31. A method for selecting a patient exhibiting hepatitis symptoms for treatment with a therapeutic agent that inhibits HCV infection comprising

(a) eluting a dried blood sample with a buffer solution comprising 0.5% BSA, wherein the dried blood sample is collected from the patient with a microsampling device;

(b) detecting an anti-HCV antibody to at least one HCV encoded antigen in the eluted dried blood sample; and

(c) selecting the patient for treatment with a therapeutic agent that inhibits HCV infection, if the anti-HCV antibody is detected.

32. The method of claim 30 or 31, wherein the microsampling device is a MITRA® tip.

33. The method of any one of claims 30-32, wherein the therapeutic agent that inhibits HCV infection is one or more agents selected from the group consisting of interferon alfacon-1, pegylated and/or non-pegylated interferon alfa-2b, peginterferon alfa-2a, ribavirin, telaprevir, boceprevir, sofosbuvir, simeprevir, daclatasvir, velpatasvir, ombitasvir, paritaprevir, ritonavir, dasabuvir, ledipasvir, elbasvir, danoprevir, grazoprevir, GS-7977, β-interferon, γ-interferon, amantadine, and 3TC.

34. The method of any one of claims 30-33, wherein the HCV in the dried blood sample has at least one genotype selected from the group consisting of Genotype 1a, Genotype 1b, Genotype 2a, Genotype 2b, Genotype 2c, Genotype 2d, Genotype 3a, Genotype 3b, Genotype 3c, Genotype 3d, Genotype 3e, Genotype 3f, Genotype 4a, Genotype 4b, Genotype 4c, Genotype 4d, Genotype 4e, Genotype 4f, Genotype 4g, Genotype 4h, Genotype 4i, Genotype 4j, Genotype 5a, and Genotype 6a.

35. The method of any one of claims 30-34, wherein the at least one HCV encoded antigen is selected from the group consisting of c22-3, c200, and NS5.

36. A method for detecting Hepatitis C virus (HCV) in a dried biological fluid sample comprising isolating HCV RNA from a dried biological fluid sample eluted from an absorbent tip of a microsampling device with a lysis buffer.

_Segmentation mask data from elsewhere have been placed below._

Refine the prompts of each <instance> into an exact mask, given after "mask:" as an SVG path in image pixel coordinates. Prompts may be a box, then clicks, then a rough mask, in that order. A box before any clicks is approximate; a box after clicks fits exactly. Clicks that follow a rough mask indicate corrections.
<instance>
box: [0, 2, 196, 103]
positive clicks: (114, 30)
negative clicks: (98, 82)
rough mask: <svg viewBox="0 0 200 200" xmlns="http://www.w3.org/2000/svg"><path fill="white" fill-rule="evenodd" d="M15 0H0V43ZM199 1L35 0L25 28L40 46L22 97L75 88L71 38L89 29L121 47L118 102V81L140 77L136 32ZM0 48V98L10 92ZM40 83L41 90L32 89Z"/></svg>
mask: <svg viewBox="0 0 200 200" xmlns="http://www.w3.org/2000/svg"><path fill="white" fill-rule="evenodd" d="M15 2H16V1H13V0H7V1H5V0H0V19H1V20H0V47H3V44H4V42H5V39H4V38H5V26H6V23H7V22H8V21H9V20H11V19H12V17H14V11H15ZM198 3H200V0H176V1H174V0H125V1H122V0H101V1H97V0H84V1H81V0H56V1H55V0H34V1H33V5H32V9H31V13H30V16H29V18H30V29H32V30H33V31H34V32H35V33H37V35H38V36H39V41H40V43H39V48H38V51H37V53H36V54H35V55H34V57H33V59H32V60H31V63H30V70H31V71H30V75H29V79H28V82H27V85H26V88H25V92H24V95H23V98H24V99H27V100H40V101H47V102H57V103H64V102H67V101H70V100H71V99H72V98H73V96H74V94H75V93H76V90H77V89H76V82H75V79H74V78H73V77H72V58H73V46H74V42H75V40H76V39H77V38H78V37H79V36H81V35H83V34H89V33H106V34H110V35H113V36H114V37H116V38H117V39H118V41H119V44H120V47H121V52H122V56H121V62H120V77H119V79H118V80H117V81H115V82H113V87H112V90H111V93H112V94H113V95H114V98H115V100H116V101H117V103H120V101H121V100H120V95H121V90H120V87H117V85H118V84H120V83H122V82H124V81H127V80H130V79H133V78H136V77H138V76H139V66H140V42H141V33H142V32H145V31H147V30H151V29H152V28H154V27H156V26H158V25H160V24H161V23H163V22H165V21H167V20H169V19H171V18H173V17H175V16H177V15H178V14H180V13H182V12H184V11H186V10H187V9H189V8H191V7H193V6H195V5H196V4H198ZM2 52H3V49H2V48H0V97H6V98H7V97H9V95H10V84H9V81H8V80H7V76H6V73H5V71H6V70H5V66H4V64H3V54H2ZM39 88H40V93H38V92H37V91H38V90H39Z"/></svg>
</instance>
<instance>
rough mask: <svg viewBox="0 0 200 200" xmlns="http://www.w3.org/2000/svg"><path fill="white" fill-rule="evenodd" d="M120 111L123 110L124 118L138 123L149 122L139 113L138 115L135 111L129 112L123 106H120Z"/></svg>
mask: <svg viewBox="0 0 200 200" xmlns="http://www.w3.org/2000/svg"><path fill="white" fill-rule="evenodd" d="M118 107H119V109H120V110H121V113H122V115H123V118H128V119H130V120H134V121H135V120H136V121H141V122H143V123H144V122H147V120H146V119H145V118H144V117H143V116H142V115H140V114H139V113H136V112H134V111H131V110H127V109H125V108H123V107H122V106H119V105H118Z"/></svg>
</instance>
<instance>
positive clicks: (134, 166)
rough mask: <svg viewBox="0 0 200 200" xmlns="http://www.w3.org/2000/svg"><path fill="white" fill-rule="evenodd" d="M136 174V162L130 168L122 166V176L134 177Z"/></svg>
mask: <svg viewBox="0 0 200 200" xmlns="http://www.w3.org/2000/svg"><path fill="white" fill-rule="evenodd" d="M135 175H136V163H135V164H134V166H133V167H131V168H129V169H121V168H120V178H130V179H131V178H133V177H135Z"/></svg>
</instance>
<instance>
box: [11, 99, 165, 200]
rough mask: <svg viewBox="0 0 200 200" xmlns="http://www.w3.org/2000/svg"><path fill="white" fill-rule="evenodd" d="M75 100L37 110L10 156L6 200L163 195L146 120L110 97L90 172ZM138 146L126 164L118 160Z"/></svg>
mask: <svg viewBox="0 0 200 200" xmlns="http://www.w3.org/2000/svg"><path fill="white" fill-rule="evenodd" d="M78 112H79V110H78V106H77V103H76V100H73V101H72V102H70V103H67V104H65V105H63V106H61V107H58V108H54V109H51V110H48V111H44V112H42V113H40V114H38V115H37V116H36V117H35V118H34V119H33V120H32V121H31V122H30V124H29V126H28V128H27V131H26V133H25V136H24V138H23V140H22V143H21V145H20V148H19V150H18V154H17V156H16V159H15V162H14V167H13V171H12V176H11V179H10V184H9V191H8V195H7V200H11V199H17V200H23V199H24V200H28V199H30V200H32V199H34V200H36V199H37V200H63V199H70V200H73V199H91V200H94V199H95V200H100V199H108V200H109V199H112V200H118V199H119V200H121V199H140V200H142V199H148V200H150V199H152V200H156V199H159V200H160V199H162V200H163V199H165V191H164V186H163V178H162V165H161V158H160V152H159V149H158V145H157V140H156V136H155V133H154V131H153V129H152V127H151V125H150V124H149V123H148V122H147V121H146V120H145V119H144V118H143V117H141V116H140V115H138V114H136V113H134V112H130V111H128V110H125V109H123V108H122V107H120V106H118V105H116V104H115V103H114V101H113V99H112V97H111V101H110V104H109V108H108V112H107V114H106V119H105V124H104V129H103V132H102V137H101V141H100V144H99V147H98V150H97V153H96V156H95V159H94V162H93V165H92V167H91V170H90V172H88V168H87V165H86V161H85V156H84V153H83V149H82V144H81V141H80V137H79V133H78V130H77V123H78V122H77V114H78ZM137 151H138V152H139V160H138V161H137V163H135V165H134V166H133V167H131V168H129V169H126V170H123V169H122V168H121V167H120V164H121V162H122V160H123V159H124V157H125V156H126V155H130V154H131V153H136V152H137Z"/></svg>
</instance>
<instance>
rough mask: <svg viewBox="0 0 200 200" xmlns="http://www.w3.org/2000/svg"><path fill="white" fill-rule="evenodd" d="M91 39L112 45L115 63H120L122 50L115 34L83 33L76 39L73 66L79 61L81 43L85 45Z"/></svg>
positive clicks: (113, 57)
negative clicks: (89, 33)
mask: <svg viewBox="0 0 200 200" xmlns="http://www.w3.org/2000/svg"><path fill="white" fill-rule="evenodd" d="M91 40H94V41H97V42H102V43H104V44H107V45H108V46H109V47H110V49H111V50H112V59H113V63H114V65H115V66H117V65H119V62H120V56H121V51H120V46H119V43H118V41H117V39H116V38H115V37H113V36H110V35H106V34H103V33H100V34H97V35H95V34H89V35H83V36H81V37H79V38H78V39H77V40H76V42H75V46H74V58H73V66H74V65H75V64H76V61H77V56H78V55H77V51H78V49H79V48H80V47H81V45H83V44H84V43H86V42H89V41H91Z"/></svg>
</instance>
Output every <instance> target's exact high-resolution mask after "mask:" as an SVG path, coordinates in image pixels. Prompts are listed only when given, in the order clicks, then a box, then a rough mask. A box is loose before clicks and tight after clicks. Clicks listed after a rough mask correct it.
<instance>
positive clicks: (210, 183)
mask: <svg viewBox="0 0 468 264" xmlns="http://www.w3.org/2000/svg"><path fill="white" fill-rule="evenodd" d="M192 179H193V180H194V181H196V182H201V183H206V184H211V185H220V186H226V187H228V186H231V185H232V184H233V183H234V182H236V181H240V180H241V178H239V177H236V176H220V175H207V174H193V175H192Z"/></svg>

37. The method of claim 36, wherein the HCV RNA is detected using reverse-transcription and real-time PCR.

38. The method of claim 36 or 37, wherein the lysis buffer comprises guanidine isothiocyanate, and optionally β-mercaptoethanol.

39. A method for detecting Hepatitis C virus (HCV) in a dried biological fluid sample comprising isolating an anti-HCV antibody from a dried biological fluid sample eluted from an absorbent tip of a microsampling device with a buffer solution comprising 0.5% BSA.

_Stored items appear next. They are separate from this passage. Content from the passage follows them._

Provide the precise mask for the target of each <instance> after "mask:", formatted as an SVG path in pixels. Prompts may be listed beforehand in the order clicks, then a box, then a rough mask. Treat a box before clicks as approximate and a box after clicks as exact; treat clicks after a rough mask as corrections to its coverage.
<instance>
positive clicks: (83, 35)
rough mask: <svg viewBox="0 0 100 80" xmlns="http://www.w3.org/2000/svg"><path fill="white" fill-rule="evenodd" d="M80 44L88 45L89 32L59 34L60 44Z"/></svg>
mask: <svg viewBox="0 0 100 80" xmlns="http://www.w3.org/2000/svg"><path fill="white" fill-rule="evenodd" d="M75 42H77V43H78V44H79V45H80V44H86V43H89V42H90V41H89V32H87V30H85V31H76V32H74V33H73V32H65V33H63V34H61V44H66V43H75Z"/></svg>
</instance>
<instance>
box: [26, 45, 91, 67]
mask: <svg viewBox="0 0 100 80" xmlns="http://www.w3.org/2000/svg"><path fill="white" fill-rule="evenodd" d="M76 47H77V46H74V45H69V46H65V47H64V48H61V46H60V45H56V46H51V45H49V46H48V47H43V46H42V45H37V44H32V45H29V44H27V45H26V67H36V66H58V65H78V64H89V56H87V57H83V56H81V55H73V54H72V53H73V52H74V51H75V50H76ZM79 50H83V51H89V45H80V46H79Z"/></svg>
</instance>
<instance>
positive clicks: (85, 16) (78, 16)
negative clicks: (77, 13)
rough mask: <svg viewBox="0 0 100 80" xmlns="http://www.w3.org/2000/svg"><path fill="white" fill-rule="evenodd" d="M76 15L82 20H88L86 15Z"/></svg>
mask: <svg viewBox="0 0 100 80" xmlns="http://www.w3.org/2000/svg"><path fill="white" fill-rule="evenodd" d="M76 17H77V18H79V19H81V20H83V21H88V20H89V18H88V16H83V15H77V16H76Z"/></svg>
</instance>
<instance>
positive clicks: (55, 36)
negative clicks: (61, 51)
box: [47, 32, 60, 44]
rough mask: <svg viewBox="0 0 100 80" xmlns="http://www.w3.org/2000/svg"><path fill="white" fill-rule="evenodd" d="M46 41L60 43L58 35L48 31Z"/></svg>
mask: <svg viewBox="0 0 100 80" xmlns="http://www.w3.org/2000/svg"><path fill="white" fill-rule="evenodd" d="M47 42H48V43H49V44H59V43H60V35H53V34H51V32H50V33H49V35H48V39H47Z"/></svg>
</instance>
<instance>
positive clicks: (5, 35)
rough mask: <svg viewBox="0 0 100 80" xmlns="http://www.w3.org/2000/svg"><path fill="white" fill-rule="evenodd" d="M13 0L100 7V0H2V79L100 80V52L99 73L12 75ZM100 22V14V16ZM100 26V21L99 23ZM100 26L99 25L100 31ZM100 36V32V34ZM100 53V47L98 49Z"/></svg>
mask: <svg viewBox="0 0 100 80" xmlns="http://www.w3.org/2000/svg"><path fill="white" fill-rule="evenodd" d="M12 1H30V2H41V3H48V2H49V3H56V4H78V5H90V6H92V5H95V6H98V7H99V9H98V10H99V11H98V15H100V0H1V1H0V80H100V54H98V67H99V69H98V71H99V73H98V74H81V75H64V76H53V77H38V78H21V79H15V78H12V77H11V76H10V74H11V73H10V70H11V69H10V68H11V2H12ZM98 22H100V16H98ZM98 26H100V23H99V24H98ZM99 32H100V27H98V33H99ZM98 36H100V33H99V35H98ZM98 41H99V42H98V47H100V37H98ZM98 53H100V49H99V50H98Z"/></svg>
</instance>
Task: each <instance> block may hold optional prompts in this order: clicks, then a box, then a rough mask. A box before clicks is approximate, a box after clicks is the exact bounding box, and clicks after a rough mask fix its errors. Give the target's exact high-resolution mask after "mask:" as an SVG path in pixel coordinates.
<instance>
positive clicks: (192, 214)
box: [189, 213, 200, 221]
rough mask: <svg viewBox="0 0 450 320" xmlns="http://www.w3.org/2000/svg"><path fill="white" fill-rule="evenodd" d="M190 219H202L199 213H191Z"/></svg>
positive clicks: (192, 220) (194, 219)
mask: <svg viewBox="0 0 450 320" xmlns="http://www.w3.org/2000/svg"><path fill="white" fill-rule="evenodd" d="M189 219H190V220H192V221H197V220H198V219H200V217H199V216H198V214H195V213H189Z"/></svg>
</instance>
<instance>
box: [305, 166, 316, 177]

40. The method of claim 39, wherein the buffer solution comprises Phosphate Buffer Saline.

41. The method of claim 39 or 40, wherein the anti-HCV antibody is detected using ELISA.

42. The method of any one of claims 39-41, wherein the anti-HCV antibody binds to a HCV antigen selected from the group consisting of c22-3, c200, and NS5.